The role of microRNAs in pancreatic islet dysfunction in type 2 diabetes mellitus

Type 2 diabetes mellitus (T2DM) is caused by a relative inability of the endocrine pancreas to meet the increasing metabolic demands of insulin resistance associated with obesity and ageing. Impaired insulin secretion is an early and critical step in the pathogenesis of type 2 diabetes, but the underlying mechanism of beta-cell loss and dysfunction in T2DM are incompletely understood. Recent studies have indicated a role for several microRNAs (miRNAs), a recently discovered class of evolutionarily conserved small noncoding RNAs that regulate gene expression at a posttranscriptional level. Specific expression of miRNAs in beta-cells has been reported. However, little is known about the role of miRNAs in the pathogenesis of T2DM. Therefore, the overall objective of this grant proposal was to understand the role of miRNAs in beta-cell function, glucose and lipid metabolism and etiology of T2DM. We aimed to determine whether miRNAs are involved in the loss of beta-cell function and beta-cell mass in T2DM. Using several mouse models of obesity and aging, we have identified several microRNAs, which are differently expressed in islets during obesity and ageing. In order to determine whether the changes in these microRNAs impact beta-cell function, we investigated the impact of changed microRNA expression on insulin secretion both in vitro and in vivo. Overexpression of several microRNAs in INS1E cells stimulated glucose stimulated insulin secretion. In order to determine whether increased microRNA expression would improve beta-cell function in vivo, we employed AAV8-mediated gene transfer using the rat insulin promoter in a double-stranded, self-complementary AAV vector to overexpress microRNAs specifically in the beta-cells. Gene transfer in C57Bl6 mice resulted in increased microRNA expression. Overexpression of specific microRNAs did not impact glucose homeostasis in chow fed animals. However, improved insulin secretion and glucose homeostasis was noticed after high-fat feeding. Furthermore, beta-cell proliferation in mice fed a high-fat diet was increased after gene transfer. Our data show that AAV8-mediated gene transfer of specific microRNAs to beta-cells improves beta-cell function in mice in response to a high fat diet.

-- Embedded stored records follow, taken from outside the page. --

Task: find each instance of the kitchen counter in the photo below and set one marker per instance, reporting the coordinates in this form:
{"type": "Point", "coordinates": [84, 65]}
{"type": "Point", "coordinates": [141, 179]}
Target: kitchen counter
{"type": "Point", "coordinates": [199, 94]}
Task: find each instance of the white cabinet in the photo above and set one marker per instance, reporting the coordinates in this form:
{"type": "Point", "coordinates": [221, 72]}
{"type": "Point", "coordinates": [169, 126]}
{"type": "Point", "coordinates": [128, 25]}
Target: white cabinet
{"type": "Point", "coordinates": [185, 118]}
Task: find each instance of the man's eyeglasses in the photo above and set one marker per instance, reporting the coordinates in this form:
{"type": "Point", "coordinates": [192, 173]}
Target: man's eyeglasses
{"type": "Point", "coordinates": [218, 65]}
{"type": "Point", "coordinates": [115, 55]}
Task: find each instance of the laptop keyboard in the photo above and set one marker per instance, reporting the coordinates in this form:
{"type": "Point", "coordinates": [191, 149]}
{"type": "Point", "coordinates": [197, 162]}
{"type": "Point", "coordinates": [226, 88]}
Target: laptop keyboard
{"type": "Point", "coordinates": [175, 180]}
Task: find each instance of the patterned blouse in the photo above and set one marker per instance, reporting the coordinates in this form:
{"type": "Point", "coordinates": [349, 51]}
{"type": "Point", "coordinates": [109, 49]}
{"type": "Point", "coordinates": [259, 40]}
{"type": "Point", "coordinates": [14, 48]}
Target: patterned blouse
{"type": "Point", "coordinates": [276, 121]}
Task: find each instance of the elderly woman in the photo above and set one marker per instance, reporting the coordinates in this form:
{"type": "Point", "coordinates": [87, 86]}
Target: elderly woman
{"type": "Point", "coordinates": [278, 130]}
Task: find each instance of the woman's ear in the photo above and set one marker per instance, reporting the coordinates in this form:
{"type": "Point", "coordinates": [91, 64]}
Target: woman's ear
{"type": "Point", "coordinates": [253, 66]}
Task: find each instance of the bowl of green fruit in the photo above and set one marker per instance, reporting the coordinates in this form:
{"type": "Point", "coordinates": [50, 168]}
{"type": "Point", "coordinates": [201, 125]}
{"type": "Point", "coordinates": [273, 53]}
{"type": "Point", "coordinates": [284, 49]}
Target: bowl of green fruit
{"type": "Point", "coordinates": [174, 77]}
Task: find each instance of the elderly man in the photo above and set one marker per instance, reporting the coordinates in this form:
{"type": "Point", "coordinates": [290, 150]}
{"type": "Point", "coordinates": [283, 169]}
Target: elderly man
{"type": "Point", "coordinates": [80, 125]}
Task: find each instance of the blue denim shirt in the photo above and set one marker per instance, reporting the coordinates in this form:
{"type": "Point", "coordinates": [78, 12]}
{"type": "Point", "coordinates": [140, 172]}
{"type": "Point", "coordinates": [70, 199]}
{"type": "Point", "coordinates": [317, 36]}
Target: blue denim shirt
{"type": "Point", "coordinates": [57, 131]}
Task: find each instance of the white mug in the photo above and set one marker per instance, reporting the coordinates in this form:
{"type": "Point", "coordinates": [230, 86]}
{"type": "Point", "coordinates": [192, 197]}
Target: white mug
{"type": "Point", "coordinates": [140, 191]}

Currently, Janine Kruit continues her research into the role of microRNAs in beta-cell dysfunction as an assistant professor at the department of Paediatrics at the University Medical Center Groningen, the Netherlands. Using the Marie Curie reintegration grant, she was able to set up the AAV8-mediated gene therapy to target beta-cells in vivo. The established fully functional core facility can design and produce AAV vectors to be used to study biological processes related to metabolic diseases in vivo in mice.